Every bill creates winners and losers. Here's who stands to gain and who bears the cost.

Who Benefits

  • Knowledge and professional employees seeking hybrid arrangements — they gain a narrower legal barrier to obtaining up to two remote days per week and a clearer route to an FWC determination if refused.
  • Employees with care responsibilities (parents, carers) — the targeted entitlement helps those who need predictable, limited remote time to manage care without asking for full-time remote status.
  • Unions and workplace advocates — the FWC’s power to make substantive declarations gives advocates a stronger enforcement lever to challenge refusals that lack factual justification.

Who Bears the Cost

  • Employers with mixed or customer-facing operations — they face tighter evidentiary requirements to refuse qualifying requests and must document genuine engagement and consideration of adjustments, increasing HR workloads and potential litigation risk.
  • Small businesses and micro‑employers — they may lack the HR capacity to conduct the required assessments, absorb costs of adjustments (IT, scheduling) or contest FWC findings without legal counsel.
  • The Fair Work Commission and regulators — the FWC will see more applications that require fact-intensive determinations about operational necessity and reasonable adjustments, increasing case complexity and administrative burden.

Key Issues

The Core Tension

The bill trades employer managerial discretion for a narrower employee entitlement: it aims to expand predictable hybrid access for workers while forcing employers to justify refusals more substantively, but in doing so it raises uncertainty about how to interpret 'inherent requirements' and 'reasonable adjustments' and shifts dispute volume and costs onto employers and the FWC.
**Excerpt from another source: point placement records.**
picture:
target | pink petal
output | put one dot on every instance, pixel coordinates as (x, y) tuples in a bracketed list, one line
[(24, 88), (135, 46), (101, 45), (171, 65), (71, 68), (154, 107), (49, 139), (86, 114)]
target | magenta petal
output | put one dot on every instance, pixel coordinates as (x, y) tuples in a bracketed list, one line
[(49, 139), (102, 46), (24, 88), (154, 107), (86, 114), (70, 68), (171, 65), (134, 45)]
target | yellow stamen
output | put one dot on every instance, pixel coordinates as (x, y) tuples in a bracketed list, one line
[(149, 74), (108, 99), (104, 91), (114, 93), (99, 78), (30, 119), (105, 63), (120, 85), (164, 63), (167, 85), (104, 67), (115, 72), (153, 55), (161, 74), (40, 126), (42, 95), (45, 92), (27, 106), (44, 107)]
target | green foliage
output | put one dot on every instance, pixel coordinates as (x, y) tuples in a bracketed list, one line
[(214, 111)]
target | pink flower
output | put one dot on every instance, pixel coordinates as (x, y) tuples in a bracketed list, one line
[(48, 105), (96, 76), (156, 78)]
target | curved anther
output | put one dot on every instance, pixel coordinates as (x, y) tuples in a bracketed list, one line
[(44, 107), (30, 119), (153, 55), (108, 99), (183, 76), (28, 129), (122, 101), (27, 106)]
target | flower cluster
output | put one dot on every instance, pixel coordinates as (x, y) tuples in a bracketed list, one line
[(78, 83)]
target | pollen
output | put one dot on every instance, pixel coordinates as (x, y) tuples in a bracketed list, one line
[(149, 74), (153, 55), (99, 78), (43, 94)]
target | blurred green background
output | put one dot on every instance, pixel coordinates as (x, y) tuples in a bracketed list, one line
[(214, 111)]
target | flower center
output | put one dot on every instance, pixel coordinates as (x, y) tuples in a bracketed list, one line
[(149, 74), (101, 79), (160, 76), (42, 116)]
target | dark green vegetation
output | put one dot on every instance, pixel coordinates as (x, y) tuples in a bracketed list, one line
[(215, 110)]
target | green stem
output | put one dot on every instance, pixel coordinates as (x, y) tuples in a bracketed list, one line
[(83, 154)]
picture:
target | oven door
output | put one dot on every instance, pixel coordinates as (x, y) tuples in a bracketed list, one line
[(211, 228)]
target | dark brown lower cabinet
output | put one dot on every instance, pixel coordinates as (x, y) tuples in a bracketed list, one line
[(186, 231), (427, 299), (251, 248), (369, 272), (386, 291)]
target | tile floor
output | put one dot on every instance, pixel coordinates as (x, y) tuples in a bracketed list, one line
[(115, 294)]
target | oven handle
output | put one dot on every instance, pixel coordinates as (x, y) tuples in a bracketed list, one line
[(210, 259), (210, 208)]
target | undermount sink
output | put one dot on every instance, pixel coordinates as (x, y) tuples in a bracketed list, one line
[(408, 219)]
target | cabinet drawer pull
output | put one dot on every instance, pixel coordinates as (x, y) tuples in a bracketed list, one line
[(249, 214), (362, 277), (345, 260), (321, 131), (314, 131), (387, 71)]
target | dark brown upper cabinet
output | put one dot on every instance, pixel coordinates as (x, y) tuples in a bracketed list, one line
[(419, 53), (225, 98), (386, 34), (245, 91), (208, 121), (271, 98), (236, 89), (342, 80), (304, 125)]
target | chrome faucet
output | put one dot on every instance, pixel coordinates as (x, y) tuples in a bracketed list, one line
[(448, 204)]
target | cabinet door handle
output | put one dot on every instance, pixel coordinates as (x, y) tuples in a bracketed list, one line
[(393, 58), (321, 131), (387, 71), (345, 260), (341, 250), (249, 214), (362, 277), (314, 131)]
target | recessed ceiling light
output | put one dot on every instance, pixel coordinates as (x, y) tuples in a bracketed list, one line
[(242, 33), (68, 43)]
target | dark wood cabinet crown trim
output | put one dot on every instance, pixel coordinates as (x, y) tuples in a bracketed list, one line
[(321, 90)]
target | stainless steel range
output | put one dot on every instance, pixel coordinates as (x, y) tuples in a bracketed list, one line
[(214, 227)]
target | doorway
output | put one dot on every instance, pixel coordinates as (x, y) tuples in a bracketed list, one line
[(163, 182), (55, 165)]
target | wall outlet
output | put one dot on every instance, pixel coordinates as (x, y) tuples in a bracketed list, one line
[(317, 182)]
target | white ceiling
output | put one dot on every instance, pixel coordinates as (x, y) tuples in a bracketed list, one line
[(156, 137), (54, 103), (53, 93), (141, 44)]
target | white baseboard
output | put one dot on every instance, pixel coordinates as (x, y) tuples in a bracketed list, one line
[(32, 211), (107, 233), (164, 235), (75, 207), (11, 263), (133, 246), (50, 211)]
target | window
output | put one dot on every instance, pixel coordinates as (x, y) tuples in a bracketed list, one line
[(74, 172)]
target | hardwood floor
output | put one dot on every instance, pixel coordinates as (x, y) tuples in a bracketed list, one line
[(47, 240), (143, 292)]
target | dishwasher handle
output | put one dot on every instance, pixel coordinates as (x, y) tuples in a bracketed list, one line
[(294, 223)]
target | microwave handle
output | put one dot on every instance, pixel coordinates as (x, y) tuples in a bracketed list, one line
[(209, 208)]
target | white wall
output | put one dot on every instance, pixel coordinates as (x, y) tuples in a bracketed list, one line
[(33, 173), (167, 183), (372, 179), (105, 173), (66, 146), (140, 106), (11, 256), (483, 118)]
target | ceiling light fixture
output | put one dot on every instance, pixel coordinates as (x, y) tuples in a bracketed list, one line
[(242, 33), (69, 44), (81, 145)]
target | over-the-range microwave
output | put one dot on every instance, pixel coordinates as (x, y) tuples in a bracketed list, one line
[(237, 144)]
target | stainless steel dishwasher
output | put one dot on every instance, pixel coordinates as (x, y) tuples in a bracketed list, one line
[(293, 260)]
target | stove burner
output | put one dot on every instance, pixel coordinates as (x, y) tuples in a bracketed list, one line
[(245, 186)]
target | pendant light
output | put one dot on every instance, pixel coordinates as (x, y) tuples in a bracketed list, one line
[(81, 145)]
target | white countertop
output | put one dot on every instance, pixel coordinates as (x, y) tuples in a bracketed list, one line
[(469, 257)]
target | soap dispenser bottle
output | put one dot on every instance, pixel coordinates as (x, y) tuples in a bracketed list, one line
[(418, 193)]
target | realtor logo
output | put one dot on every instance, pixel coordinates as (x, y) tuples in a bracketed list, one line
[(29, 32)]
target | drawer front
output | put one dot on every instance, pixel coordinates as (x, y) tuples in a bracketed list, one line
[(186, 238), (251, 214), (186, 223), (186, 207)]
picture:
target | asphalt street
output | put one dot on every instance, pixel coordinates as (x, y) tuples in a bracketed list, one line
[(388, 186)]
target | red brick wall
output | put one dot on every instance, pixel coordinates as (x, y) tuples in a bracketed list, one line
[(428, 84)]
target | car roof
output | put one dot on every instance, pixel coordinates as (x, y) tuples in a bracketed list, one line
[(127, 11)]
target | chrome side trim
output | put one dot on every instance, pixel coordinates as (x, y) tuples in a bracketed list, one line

The bill narrows legal discretion for short hybrid requests but leaves key concepts undefined or fact‑dependent. 'Inherent requirements' is a context‑sensitive standard courts and tribunals have previously interpreted variably; applying it to hybrid arrangements will require new fact-finding on tasks, supervision, team interaction and confidentiality. 'Reasonable adjustments' likewise imports ideas from discrimination law but the bill does not set cost, feasibility or health-and-safety thresholds, leaving employers and the FWC to work these out on a case-by-case basis.

The FWC’s power to order that a ground be treated as made out or not is consequential but not plenary: while the Act says such orders are to be treated as establishing the ground, the bill does not address remedial layering (compensation, reinstatement, bargaining consequences) in detail. That creates tactical uncertainty about how far an adverse FWC determination goes beyond the individual case and whether it will prompt settlements, bargaining changes, or more systemic claims.

Finally, the rule is tightly limited to 'up to 2 days' requests, which reduces its reach but invites strategic behavior: employees who want more remote time may frame incremental requests, and employers may redesign roles or shift tasks to create 'inherent requirements' that preclude remote time.